In line with previous studies (42), laboratory test results in our patients showed no relevant abnormalities: only 7 cases presented white cell disturbances, while liver function markers and acute phase reactants results (C-reactive protein and procalcitonin) were within normal levels. Nevertheless, a consistent pattern of laboratory abnormalities has yet to be observed in children with confirmed COVID-19. Radiological patterns observed here are in line with those described in other pediatric series (10, 31).
Regarding treatment, hydroxychloroquine was administered on a compassionate use basis in 6 cases, due to its potential antiviral effect suggested in adults (43). All these patients were severe cases diagnosed at critical moments during the pandemic in Spain (March/April 2020): 2 pneumonias, 1 case of acute respiratory distress syndrome and 3 cases with concomitant conditions (one case of bronchiolitis with suspected primary ciliary dyskinesia who also received azithromycin and lopinavir/ritonavir, and two cases of severe combined immunodeficiency). The lack of studies in the pediatric population should limit hydroxychloroquine use to clinical trials.
Finally, following the recommendations issued by the Spanish Neonatal Society (29), clinical follow-up upon hospital discharge at least within the first 14 days was performed in all cases. No data are available for those who were still hospitalized on the date of study cut-off. We believe that follow-up is an essential part of the management of these patients, and will help to improve our mid- and long-term understanding of the disease.

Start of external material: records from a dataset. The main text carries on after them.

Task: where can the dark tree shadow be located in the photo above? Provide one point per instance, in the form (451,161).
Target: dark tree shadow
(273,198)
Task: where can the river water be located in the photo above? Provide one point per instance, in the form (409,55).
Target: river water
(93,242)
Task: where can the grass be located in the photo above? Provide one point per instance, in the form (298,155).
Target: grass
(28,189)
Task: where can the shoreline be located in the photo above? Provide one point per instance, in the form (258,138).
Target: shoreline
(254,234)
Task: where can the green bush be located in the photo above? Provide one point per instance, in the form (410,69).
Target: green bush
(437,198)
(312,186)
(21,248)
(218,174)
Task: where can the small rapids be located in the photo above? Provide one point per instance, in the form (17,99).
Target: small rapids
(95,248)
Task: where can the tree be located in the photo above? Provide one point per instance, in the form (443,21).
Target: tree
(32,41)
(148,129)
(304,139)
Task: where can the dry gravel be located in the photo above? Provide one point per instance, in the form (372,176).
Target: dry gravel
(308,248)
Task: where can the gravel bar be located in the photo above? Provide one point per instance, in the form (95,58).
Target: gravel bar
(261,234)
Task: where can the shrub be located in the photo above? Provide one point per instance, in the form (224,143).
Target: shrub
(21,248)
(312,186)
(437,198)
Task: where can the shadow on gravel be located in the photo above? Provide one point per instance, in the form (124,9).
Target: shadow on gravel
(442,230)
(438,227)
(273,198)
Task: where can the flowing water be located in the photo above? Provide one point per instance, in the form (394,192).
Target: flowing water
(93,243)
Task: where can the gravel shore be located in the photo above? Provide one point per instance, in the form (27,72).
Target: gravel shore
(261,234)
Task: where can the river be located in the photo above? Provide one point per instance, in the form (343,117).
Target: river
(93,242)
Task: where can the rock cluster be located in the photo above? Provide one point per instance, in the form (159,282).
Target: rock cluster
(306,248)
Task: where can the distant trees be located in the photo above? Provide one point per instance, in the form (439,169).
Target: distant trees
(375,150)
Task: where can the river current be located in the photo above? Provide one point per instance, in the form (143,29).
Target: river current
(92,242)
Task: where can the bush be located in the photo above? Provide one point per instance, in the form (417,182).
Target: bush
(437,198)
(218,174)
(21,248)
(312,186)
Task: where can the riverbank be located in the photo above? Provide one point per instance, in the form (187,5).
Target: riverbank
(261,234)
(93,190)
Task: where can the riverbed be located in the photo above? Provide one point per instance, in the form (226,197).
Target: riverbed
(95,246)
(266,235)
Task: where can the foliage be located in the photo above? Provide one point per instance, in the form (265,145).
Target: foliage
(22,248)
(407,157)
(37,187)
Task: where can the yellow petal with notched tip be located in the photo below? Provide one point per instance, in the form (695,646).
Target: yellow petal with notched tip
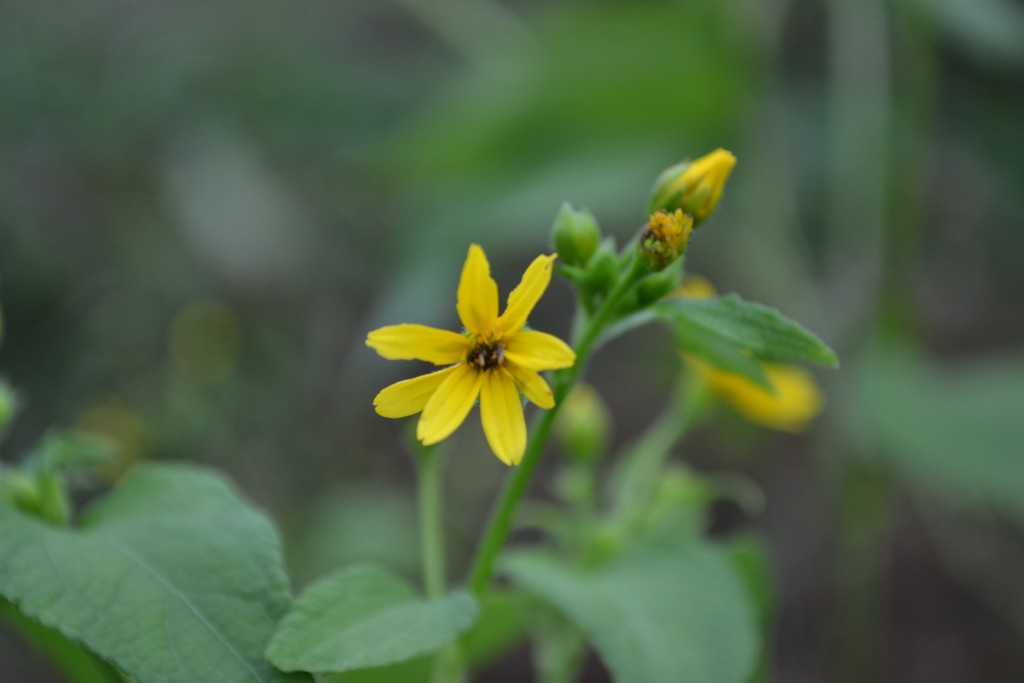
(450,404)
(477,296)
(409,396)
(797,399)
(531,385)
(539,350)
(419,342)
(501,413)
(524,297)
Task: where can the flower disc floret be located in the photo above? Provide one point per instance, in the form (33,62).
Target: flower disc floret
(666,238)
(494,360)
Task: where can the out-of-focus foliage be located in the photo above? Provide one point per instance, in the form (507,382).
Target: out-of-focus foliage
(214,586)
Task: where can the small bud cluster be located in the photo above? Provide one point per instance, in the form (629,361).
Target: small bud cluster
(666,238)
(684,196)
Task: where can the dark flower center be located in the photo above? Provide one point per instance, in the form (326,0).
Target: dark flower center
(485,356)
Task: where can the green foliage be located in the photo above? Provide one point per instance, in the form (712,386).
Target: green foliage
(733,335)
(8,407)
(502,626)
(363,616)
(172,577)
(956,432)
(655,614)
(66,452)
(74,662)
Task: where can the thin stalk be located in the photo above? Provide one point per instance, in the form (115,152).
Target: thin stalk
(448,663)
(431,525)
(504,511)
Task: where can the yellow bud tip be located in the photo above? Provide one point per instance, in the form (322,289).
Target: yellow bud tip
(700,184)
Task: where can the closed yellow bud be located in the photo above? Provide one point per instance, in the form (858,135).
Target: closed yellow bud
(693,186)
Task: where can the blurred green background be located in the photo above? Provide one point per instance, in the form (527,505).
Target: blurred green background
(205,206)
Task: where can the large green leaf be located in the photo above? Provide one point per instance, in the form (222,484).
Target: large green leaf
(658,614)
(955,431)
(363,616)
(758,330)
(76,664)
(172,577)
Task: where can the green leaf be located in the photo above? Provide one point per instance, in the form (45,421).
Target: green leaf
(75,663)
(363,616)
(64,451)
(956,431)
(756,329)
(501,627)
(414,671)
(658,614)
(172,577)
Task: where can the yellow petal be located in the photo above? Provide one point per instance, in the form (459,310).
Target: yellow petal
(450,404)
(695,287)
(539,350)
(409,396)
(524,297)
(501,412)
(796,401)
(477,303)
(531,385)
(408,342)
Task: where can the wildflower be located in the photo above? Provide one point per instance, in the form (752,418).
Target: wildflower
(665,239)
(795,400)
(494,359)
(693,186)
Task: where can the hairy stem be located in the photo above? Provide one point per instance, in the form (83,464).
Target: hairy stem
(504,511)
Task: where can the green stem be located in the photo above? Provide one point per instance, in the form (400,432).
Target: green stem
(504,511)
(431,526)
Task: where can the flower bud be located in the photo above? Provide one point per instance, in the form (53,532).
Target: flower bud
(604,267)
(665,239)
(657,285)
(693,186)
(574,235)
(583,425)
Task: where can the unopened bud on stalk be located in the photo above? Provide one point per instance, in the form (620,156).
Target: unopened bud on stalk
(665,239)
(657,285)
(576,236)
(583,425)
(693,186)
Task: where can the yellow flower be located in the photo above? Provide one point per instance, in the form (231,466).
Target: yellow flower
(694,186)
(494,359)
(797,399)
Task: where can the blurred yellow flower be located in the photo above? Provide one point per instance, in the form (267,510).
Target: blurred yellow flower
(494,359)
(797,399)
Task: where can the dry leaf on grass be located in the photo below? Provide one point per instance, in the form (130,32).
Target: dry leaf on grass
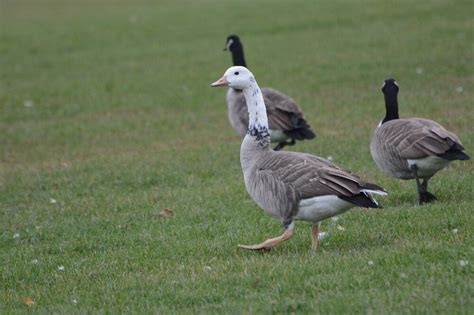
(166,212)
(28,301)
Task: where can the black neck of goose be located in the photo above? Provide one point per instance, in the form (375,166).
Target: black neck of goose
(391,107)
(238,55)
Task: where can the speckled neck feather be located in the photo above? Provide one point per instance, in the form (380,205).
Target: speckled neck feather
(258,122)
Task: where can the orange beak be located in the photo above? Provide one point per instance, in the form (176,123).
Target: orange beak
(221,82)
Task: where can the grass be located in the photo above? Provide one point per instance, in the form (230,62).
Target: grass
(124,124)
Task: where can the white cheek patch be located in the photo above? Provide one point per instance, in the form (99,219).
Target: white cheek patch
(229,43)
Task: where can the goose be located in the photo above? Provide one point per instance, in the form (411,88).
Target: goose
(286,120)
(413,148)
(290,185)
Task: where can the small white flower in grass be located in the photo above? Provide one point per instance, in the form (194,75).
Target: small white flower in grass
(28,103)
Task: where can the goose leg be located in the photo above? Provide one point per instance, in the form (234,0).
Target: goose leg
(272,242)
(424,195)
(315,235)
(281,145)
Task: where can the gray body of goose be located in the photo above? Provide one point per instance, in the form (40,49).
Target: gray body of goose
(285,118)
(414,148)
(288,185)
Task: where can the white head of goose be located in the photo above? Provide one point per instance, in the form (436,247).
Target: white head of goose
(286,120)
(288,185)
(413,148)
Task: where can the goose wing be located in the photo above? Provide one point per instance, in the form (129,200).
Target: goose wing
(283,112)
(418,138)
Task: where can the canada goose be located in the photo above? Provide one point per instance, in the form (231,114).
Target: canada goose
(285,118)
(288,185)
(412,148)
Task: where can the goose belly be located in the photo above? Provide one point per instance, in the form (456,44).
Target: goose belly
(428,166)
(277,136)
(322,207)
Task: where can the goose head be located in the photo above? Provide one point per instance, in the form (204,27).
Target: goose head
(232,42)
(236,77)
(390,87)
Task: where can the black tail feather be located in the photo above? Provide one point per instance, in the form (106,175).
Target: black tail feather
(363,200)
(300,133)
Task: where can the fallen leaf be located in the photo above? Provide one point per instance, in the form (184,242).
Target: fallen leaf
(166,212)
(28,301)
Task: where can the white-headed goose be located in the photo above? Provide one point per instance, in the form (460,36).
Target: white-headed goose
(285,118)
(413,148)
(288,185)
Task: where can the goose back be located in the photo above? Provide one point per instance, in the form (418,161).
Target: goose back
(280,181)
(397,143)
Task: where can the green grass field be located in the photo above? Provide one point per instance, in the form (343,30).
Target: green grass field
(107,117)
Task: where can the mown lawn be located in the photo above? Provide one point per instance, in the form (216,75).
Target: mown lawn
(107,117)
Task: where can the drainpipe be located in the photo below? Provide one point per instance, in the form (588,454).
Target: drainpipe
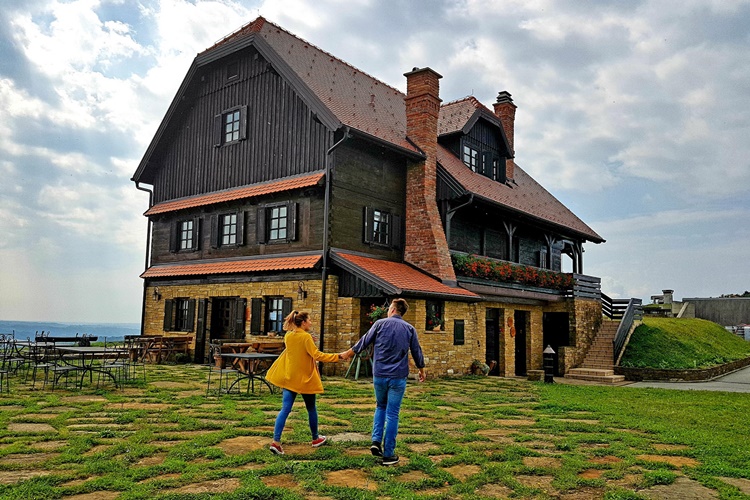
(148,253)
(326,230)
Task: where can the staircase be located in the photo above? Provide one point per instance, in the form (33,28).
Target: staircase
(598,366)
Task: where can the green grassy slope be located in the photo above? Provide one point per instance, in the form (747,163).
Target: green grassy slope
(670,343)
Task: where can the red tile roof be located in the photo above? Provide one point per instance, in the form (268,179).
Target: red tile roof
(238,193)
(402,276)
(354,97)
(525,195)
(233,266)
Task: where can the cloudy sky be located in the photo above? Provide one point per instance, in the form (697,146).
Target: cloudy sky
(635,114)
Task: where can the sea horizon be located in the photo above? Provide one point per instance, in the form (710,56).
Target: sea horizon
(29,329)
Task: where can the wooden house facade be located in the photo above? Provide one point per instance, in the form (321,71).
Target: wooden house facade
(283,178)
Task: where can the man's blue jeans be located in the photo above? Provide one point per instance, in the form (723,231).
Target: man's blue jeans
(389,392)
(287,400)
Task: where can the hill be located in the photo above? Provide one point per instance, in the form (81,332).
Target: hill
(678,344)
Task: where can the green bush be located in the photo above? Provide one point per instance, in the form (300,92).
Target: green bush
(679,344)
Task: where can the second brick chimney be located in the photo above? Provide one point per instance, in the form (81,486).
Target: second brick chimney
(506,111)
(425,244)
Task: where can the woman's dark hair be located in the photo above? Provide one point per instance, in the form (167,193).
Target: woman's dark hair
(295,320)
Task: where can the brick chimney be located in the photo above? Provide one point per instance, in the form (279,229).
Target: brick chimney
(425,244)
(506,111)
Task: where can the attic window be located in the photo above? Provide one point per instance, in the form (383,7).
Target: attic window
(233,70)
(471,157)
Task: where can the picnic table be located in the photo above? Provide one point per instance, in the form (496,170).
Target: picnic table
(251,366)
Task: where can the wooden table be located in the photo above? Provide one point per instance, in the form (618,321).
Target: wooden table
(81,359)
(251,366)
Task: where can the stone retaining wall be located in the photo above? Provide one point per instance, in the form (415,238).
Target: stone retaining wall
(641,374)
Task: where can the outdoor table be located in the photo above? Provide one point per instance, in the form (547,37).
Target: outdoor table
(82,359)
(251,367)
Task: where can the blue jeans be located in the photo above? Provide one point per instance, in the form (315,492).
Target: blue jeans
(389,392)
(287,400)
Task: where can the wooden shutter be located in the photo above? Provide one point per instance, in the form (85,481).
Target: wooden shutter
(239,318)
(396,231)
(291,227)
(500,177)
(191,316)
(286,307)
(367,226)
(214,231)
(261,224)
(196,233)
(174,237)
(255,316)
(241,227)
(243,122)
(458,332)
(168,321)
(218,119)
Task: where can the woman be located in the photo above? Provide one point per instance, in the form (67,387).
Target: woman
(296,372)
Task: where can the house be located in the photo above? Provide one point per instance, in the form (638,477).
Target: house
(282,177)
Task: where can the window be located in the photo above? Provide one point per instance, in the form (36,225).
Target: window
(458,332)
(184,235)
(228,228)
(277,222)
(434,317)
(179,315)
(231,126)
(471,157)
(382,228)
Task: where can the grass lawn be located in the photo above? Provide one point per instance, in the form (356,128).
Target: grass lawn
(467,438)
(671,343)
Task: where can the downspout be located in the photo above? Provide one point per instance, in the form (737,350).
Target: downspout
(326,230)
(148,254)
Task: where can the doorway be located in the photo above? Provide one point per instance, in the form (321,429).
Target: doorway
(520,320)
(556,333)
(492,340)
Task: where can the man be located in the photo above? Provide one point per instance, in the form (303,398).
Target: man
(393,339)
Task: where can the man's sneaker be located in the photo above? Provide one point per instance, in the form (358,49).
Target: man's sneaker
(376,450)
(276,449)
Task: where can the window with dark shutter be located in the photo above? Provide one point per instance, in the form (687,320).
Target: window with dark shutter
(256,318)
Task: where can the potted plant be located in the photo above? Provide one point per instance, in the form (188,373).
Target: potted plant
(377,312)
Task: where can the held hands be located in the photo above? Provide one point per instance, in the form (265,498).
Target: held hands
(346,354)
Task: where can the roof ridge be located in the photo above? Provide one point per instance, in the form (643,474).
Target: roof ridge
(256,25)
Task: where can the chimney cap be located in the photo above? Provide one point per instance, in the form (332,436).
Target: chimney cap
(504,96)
(416,70)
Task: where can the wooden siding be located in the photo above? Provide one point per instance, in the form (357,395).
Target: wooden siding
(283,137)
(365,175)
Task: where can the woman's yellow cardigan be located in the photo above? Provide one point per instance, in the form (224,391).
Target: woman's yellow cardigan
(296,368)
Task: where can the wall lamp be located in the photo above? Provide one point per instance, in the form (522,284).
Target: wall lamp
(301,292)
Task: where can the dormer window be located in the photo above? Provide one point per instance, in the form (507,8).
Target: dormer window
(471,157)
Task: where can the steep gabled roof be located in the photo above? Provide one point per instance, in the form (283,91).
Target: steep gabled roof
(524,196)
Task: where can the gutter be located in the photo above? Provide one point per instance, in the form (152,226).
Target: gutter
(148,253)
(326,230)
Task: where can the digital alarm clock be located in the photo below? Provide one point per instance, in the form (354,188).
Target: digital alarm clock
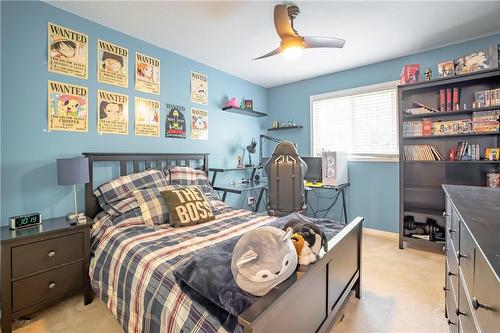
(23,221)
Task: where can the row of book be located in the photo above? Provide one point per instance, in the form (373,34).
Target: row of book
(481,122)
(467,152)
(449,99)
(486,121)
(421,153)
(485,98)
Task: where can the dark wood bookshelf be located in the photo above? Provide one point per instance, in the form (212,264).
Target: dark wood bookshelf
(283,128)
(449,113)
(420,189)
(448,135)
(245,112)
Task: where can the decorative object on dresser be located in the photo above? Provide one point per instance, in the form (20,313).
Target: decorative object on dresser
(472,281)
(442,145)
(42,265)
(73,171)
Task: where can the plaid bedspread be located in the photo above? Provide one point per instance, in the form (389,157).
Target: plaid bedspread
(133,264)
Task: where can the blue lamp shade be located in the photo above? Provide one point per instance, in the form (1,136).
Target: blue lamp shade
(72,171)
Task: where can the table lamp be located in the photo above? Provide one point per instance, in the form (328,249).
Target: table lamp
(73,171)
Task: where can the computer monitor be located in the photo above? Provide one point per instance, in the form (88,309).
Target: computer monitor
(314,171)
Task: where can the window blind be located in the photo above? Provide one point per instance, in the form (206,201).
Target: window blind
(363,124)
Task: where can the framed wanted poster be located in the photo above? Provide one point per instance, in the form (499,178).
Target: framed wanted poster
(67,51)
(112,113)
(112,64)
(199,124)
(199,88)
(67,107)
(147,74)
(147,117)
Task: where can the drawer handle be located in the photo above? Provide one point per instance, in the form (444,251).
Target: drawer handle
(476,305)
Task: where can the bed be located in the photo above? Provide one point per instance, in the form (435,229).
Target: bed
(132,266)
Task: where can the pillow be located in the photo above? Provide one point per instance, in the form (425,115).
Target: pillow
(187,206)
(188,176)
(153,208)
(122,187)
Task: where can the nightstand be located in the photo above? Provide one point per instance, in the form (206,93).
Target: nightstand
(42,265)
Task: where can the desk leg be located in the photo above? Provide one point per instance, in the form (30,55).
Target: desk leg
(344,208)
(256,209)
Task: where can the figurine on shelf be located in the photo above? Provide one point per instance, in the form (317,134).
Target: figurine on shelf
(428,74)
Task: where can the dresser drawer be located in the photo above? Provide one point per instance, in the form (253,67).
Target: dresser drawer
(465,318)
(31,258)
(486,294)
(466,257)
(48,285)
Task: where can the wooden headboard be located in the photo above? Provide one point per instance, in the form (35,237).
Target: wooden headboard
(139,162)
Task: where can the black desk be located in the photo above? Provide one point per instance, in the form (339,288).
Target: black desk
(340,191)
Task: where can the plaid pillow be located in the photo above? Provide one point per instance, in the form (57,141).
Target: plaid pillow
(187,176)
(122,187)
(153,208)
(121,207)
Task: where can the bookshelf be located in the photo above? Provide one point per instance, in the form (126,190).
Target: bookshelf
(422,199)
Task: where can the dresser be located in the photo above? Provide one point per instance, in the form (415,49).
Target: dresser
(472,281)
(42,265)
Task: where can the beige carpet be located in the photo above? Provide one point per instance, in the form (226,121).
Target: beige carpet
(402,292)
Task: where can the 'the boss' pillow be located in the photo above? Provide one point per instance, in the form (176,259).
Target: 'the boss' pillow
(187,206)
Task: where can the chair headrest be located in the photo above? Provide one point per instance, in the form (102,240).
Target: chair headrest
(285,148)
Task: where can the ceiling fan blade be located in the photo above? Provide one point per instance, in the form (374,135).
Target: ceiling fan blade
(270,54)
(314,42)
(282,22)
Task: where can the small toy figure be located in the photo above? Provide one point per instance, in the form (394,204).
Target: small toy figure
(428,74)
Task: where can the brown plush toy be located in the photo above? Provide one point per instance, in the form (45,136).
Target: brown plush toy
(298,243)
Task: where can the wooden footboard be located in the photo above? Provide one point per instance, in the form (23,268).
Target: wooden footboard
(310,300)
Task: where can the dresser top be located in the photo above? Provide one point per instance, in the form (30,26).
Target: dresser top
(47,227)
(479,209)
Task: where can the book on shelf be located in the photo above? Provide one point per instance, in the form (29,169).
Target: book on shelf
(486,121)
(486,98)
(421,153)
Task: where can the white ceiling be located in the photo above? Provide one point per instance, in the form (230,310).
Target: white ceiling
(227,35)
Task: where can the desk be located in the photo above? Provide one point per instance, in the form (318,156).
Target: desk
(239,188)
(340,191)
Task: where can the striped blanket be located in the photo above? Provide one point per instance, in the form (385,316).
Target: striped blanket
(133,264)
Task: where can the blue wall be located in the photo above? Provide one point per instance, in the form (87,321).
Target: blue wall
(28,172)
(374,185)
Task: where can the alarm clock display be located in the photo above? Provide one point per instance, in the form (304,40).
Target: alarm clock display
(23,221)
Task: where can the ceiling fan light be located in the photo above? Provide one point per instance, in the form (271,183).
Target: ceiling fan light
(292,48)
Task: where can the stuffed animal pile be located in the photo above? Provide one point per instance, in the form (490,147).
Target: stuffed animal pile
(308,239)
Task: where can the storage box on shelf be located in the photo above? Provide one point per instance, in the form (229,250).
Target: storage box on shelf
(443,143)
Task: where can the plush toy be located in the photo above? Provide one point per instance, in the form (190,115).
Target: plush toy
(314,240)
(263,258)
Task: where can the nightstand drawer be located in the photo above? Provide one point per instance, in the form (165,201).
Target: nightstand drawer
(31,258)
(45,286)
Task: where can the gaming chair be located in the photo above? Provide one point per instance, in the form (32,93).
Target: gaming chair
(285,171)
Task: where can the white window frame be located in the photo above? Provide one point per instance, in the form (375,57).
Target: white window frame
(356,91)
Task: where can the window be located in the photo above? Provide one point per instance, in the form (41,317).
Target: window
(361,121)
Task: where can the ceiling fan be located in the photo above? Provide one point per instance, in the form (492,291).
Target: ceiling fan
(292,44)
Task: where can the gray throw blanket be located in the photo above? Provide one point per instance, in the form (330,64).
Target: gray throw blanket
(208,280)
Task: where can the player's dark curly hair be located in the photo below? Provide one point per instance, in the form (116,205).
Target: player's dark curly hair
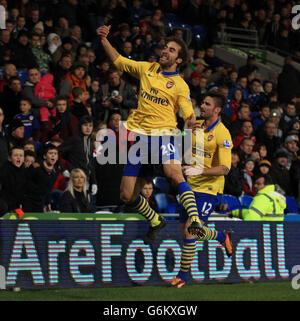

This study has also some limitations. Firstly, urine and feces samples could not be collected in all cases, and consequently, PCR diagnosis in those specimens was not available for all neonates. Secondly, radiological images were missing in the database. Thirdly, no data were collected on other problems during pregnancy or in the newborn. This decision was taken to avoid overloading researchers and to reduce data loss and bias. Finally, follow-up data were incomplete, since at the study cut-off date (28th May 2020), several patients had not yet been discharged. Despite these limitations, our study provides important results in a large sample population.
In conclusion, the first large series of COVID-19 neonatal cases registered in Spain included in this study provides a general and relevant picture of the pandemic situation in this specific population.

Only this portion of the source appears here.